Sawyer Campbell practically lived in the forest near the base of Shenandoah National Park, in Virginia, when he was growing up. He roamed the mountains around Beldor Hollow in Rockingham County like there were no boundaries, though the markers nailed to trees indicated otherwise. He knew the stories of what that land once held and represented. His folks passed down lore from the previous generation that was more truth than legend. Yet still, he reveled in all its beauty of hard and soft woods teeming with wildlife and the upper streams filled with native brook trout. It wasn’t uncommon for a fellow to pull one out that measured nearly a foot every so often.

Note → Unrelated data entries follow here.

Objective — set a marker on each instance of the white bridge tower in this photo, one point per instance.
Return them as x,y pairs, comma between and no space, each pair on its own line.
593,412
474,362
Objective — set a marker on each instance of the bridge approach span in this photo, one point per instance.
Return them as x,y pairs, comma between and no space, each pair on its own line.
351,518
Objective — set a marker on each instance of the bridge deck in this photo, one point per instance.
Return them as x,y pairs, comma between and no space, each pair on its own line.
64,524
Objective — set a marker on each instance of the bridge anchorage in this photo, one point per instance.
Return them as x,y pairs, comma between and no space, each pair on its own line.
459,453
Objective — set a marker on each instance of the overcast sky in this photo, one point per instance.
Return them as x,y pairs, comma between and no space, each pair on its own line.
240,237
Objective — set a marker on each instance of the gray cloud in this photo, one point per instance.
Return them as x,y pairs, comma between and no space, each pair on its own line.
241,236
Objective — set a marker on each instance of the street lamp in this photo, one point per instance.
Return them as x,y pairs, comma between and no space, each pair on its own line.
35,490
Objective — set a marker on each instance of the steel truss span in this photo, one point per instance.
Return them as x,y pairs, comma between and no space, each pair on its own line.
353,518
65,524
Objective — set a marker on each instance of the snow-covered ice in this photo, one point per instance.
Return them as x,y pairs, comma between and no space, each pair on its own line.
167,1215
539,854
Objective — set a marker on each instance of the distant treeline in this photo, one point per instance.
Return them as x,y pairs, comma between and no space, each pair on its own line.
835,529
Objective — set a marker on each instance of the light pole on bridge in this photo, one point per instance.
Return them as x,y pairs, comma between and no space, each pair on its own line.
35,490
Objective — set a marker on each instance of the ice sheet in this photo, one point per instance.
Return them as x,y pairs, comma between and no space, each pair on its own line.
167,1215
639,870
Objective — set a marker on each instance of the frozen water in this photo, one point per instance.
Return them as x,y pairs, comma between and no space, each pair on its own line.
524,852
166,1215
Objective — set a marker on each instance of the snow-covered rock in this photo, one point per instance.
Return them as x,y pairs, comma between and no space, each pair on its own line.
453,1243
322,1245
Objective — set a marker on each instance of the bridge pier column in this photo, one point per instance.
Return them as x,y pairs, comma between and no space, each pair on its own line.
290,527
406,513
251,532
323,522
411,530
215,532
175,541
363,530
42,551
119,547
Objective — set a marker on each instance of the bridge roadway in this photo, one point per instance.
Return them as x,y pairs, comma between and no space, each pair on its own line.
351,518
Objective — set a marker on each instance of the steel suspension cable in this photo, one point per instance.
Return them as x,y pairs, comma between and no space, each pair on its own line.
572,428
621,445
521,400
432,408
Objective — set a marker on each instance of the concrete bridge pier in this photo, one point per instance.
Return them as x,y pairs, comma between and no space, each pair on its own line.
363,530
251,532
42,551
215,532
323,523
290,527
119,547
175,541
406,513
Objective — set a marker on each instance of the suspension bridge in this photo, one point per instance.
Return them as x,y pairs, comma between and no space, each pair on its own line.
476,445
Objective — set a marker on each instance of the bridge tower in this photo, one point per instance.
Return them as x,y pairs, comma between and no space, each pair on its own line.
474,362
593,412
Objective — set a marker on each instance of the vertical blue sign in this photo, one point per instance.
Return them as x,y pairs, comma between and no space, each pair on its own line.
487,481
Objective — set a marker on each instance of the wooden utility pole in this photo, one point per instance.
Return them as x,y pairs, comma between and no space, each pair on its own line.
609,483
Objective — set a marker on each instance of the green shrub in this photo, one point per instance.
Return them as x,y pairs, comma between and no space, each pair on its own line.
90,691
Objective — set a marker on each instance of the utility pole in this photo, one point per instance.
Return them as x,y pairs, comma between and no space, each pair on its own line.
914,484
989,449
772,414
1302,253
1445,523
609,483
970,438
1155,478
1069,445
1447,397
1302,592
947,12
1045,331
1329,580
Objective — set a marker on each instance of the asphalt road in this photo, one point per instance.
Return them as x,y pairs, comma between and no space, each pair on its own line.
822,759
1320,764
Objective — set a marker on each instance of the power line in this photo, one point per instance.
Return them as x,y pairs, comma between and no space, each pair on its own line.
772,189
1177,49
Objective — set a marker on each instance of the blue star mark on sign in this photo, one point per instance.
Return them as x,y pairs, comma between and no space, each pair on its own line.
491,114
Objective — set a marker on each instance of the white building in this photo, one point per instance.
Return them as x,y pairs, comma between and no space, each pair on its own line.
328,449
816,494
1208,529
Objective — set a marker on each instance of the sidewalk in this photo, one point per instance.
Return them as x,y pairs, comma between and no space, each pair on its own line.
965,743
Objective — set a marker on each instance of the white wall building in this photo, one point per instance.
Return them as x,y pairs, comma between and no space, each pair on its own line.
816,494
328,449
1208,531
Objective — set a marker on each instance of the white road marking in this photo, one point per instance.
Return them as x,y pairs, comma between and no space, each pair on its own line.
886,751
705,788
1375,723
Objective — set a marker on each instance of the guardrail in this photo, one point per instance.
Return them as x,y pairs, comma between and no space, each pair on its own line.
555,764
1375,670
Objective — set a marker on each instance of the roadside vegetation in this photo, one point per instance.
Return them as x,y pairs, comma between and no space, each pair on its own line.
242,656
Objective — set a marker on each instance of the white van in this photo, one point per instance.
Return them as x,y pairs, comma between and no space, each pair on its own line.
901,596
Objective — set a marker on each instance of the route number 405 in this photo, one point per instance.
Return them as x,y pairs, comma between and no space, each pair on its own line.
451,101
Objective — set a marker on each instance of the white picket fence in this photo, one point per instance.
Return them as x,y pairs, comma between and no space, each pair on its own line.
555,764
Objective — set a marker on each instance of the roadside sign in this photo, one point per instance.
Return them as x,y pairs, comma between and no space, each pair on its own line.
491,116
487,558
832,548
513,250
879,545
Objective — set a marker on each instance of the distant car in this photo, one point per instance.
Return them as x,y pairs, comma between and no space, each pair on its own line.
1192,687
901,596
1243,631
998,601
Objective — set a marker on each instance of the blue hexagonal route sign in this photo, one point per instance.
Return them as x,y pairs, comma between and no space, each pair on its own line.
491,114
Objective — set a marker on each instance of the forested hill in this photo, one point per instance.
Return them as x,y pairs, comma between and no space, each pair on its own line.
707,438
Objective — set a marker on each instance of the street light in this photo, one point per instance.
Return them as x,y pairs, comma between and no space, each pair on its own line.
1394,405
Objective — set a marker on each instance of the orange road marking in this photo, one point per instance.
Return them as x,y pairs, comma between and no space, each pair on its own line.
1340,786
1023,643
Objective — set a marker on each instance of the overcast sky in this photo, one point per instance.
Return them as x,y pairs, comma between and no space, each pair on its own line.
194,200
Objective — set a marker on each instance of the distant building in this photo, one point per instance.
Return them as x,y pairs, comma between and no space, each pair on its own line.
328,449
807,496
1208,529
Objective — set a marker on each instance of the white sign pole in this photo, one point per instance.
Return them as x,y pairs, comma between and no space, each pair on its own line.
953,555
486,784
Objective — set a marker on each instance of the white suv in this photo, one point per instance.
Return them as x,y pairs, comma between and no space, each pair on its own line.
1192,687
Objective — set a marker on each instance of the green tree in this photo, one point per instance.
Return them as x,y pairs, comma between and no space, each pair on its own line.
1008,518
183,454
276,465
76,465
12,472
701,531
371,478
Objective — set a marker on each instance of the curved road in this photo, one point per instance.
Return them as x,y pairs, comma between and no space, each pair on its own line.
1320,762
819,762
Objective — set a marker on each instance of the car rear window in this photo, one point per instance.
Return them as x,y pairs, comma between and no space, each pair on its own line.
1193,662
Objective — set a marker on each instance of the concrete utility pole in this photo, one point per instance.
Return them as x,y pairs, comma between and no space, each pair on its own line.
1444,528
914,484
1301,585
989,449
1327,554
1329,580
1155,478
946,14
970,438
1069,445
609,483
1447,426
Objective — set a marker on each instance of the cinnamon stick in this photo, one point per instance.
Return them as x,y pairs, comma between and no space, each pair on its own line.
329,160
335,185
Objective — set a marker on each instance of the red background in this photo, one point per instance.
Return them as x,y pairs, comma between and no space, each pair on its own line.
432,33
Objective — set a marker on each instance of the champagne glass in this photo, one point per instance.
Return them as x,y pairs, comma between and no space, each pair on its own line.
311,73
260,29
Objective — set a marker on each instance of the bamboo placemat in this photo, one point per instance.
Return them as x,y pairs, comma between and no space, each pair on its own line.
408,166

Fall was his favorite time of year. The deep blue sky highlighted the fiery orange and red of the maples and oaks along with bright yellows of the hickory’s and poplars. Sawyer would quietly walk in no particular direction for half an hour, then sit down and listen. It never took long. The crashing sounded like the bamboo his friends pretended were swords as they fought off pirates. Now it was louder, like two 2x4s being pounded against each other. He saw them now. Two large bucks attempting to domineer over the other. It was the rut. Deer season was soon approaching. Sawyer’s father, Abel, had told him how the white-tailed deer were hunted almost to nonexistence in Virginia in the 1930’s.
After the deer continued their jousting over the ridge, it was quiet again, save for the rustling of leaves. Chipmunks and squirrels were busy foraging and building their winter supply. Sometimes Sawyer took his father’s shotgun with him. His grandfather, Bowen, was the descendant of a family of farmers from the tiny village of Ballycassidy in Northern Ireland. Supposedly, the squirrel stew recipe came from Bowen’s grandmother. Squirrels were a lot of work, however, the effort was worth it every once in a while.
On the banks of nearby Hawksbill Creek stood a towering oak with limbs and branches stretching wildly, almost grotesquely, toward Heaven. That’s where Sawyer would sit to ponder life’s most difficult questions. The tree was so old he was sure it had seen Stonewall Jackson’s foot soldiers on their many marches up and down the Shenandoah Valley. Some of Sawyer’s family had served, but Bowen and Abel never talked about it much. Maybe the family felt ashamed because they had deserted in the spring of 1864 to come home and plant the fields. That was most likely one of life’s difficult decisions, he thought.
One cool spring day Sawyer was quietly sitting under the oak tree with a strong breeze in his face. As he was watching the fast ripples on top of the water caused by the wind, just downstream from him a sow and her two tiny cubs cautiously emerged from the bushes and made their way to the edge of the water. Sawyer’s scent was protected by the wind. The cubs took a step into the cold water and quickly ran back out. The sow gently coaxed them in again and they splashed around some before taking a quick drink and moving on, never aware of Sawyer’s presence.
Time never stands still, and as such, Sawyer grew older, went to college, married an attractive girl named Mattie, and fell into a job in Arlington, Virginia. At least one Friday a month, he’d get in line on the road with everyone else trying to get out of the hustle and bustle of Northern Virginia and Washington D.C. for the weekend. His heart was still back in Beldor Hollow, which would always be his real home. Sawyer had always been good with numbers and by a chance encounter with a friend of a friend one weekend on a hunting trip back home, he’d landed a job as an accountant for an engineering firm. Looking out of his office window over the Potomac River, he knew that the water flowing in front of him could be traced back just a few miles from Beldor Hollow. He often daydreamed and reminisced about all of his fishing and hunting adventures from decades ago to the most recent. These are his stories.